I fell into the information security field accidentally. As a Middle Eastern studies subject matter expert and Arabic linguist, I was supporting clients at the U.S. Departments of State and Defense in counter-terrorism and counter-intelligence operations, chasing bad guys on the internet. That turned into Cyber Threat Intelligence (CTI) and I then had the opportunity to get a job at Capital One as an incident response analyst. I took the job, got on the job training, and got certifications that helped me understand incident response and become good at thwarting threats. Today, at Capital Group I am building upon years of experience in the industry to solve technical problems by being an ethical hacker as a Red Team Security Engineer. I get to simulate cybersecurity hacks that occur in the wild and help prepare Capital Group to proactively defend against them.

Before joining the Red Team, I was responsible for incident response management and cyber threat mitigation and prevention. I responded to several phishing and malicious code incidents, found new threat actors, and utilized anomalous behavior detection to proactively hunt for malicious activity in the network. I also achieved my GIAC Certified Incident Handler (GCIH) and GIAC Penetration Tester (GPEN) certifications from the SANS Institute to further hone my skills.

Not long ago, I conducted some testing against the HR department. The testing was focused on insider threat and hacking the human via social engineering. I got to use my technical skills by setting up a vishing and a phishing campaign. I was able to successfully phish and vish from outside the network because of my setup. I really liked this because now others on my team can utilize this setup and it helps streamline Red Teaming. The hardest part of being a bad guy for the good guys is setting up the infrastructure to do it while playing within the rules so that we comply legally to company standards. The real adversaries don’t have to think of this stuff.

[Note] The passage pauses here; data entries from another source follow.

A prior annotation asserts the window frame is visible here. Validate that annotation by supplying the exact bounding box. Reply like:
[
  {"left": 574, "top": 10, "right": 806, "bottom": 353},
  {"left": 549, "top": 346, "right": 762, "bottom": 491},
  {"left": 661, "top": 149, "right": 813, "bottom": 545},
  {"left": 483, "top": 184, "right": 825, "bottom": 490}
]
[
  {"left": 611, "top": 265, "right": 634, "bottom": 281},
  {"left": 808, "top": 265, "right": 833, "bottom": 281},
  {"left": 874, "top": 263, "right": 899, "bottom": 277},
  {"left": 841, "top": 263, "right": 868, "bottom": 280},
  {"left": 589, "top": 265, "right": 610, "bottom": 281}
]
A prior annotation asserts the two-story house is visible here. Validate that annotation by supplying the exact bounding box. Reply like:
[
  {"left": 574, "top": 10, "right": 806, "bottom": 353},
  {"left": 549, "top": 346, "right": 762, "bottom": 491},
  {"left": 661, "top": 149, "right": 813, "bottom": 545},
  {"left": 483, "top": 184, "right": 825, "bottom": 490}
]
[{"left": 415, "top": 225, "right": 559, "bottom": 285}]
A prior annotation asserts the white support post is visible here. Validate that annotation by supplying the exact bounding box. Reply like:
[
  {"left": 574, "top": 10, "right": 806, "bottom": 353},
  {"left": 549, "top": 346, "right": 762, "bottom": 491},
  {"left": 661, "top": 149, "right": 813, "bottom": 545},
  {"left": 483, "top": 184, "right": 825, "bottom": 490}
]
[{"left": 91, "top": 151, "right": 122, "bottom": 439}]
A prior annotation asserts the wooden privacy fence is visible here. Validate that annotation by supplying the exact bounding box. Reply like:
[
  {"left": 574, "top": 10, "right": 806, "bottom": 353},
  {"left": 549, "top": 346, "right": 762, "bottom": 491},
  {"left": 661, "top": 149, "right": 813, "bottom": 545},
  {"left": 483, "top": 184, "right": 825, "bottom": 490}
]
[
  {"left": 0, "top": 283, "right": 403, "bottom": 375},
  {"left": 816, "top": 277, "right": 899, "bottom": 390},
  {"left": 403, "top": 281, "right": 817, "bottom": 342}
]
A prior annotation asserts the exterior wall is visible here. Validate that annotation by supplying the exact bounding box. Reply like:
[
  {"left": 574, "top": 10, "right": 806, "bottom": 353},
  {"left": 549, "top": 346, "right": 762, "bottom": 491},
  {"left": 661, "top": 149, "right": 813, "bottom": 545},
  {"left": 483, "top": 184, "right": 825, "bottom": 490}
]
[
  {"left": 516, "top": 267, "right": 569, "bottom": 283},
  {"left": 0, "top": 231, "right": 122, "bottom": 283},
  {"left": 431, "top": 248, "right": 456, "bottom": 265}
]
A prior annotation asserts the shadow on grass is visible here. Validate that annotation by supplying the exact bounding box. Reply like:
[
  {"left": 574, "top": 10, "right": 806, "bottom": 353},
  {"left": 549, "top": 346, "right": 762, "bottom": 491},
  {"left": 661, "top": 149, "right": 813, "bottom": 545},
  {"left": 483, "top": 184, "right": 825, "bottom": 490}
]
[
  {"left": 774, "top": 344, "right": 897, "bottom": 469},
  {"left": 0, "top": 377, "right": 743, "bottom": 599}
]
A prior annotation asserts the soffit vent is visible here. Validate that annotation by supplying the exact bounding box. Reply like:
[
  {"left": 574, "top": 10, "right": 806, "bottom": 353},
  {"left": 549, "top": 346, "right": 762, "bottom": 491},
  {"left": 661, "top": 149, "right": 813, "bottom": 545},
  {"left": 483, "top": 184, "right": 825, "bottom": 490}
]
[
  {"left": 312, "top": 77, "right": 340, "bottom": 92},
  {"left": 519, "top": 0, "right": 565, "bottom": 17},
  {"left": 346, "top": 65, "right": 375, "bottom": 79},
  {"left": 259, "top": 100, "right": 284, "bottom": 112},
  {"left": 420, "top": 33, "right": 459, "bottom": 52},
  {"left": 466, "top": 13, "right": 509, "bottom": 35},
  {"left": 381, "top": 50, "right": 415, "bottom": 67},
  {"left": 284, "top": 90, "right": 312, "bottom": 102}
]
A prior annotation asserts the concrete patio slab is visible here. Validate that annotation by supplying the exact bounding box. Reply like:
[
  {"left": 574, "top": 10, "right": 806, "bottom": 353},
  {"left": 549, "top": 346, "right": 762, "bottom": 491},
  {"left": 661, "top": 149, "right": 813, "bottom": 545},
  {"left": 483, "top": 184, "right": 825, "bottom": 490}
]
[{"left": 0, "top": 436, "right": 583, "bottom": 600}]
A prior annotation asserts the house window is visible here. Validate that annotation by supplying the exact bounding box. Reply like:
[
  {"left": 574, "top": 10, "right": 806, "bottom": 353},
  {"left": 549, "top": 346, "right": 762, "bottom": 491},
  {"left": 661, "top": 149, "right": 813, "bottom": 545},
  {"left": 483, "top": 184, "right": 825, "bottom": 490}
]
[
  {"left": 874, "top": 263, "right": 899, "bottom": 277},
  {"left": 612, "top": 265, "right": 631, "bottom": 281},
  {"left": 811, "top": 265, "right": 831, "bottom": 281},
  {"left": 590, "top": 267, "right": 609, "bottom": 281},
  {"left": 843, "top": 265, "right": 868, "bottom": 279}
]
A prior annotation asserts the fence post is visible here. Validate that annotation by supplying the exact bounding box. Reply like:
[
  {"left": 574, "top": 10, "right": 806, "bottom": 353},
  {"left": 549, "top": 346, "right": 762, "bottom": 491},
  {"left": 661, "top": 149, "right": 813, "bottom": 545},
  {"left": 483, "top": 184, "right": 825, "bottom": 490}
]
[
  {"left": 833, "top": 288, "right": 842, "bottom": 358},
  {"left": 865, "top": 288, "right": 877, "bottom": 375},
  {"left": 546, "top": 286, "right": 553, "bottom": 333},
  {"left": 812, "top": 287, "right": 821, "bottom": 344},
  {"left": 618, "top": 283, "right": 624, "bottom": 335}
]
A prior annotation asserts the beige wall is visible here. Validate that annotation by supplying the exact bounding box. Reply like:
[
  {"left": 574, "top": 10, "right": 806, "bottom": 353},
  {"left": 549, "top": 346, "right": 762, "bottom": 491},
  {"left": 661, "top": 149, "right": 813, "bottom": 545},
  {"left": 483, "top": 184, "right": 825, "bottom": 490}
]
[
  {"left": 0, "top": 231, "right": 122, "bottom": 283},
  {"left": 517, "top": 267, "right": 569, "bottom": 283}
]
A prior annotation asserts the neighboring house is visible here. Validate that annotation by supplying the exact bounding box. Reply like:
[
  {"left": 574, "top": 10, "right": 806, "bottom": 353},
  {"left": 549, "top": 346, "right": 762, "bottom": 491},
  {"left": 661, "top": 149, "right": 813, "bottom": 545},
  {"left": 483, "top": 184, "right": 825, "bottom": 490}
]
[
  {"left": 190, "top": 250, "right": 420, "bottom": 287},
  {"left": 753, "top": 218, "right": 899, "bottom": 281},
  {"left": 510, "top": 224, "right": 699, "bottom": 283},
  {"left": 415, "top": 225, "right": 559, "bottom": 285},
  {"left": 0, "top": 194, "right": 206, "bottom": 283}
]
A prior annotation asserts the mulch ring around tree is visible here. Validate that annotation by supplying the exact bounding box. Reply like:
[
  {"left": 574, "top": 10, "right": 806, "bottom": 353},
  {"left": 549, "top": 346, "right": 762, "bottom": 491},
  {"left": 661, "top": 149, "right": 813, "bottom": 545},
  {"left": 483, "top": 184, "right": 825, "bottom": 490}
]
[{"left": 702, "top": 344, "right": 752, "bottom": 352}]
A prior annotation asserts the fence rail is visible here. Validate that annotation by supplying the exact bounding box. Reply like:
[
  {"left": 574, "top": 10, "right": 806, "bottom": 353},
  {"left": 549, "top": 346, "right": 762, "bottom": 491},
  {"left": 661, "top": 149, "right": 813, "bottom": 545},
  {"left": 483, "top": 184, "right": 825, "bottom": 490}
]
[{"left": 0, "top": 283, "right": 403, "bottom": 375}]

Critical thinking skills are very important. Being able to analyze data points to make connections to solve problems is ideal in identifying and detecting vulnerabilities.

Be tenacious. Technology is constantly changing and there is a lot to learn. If you like to learn and problem solve then this is the perfect career for you. Remember to not give up because information security is hard and we need more good people ready to fight to protect it from the bad ones.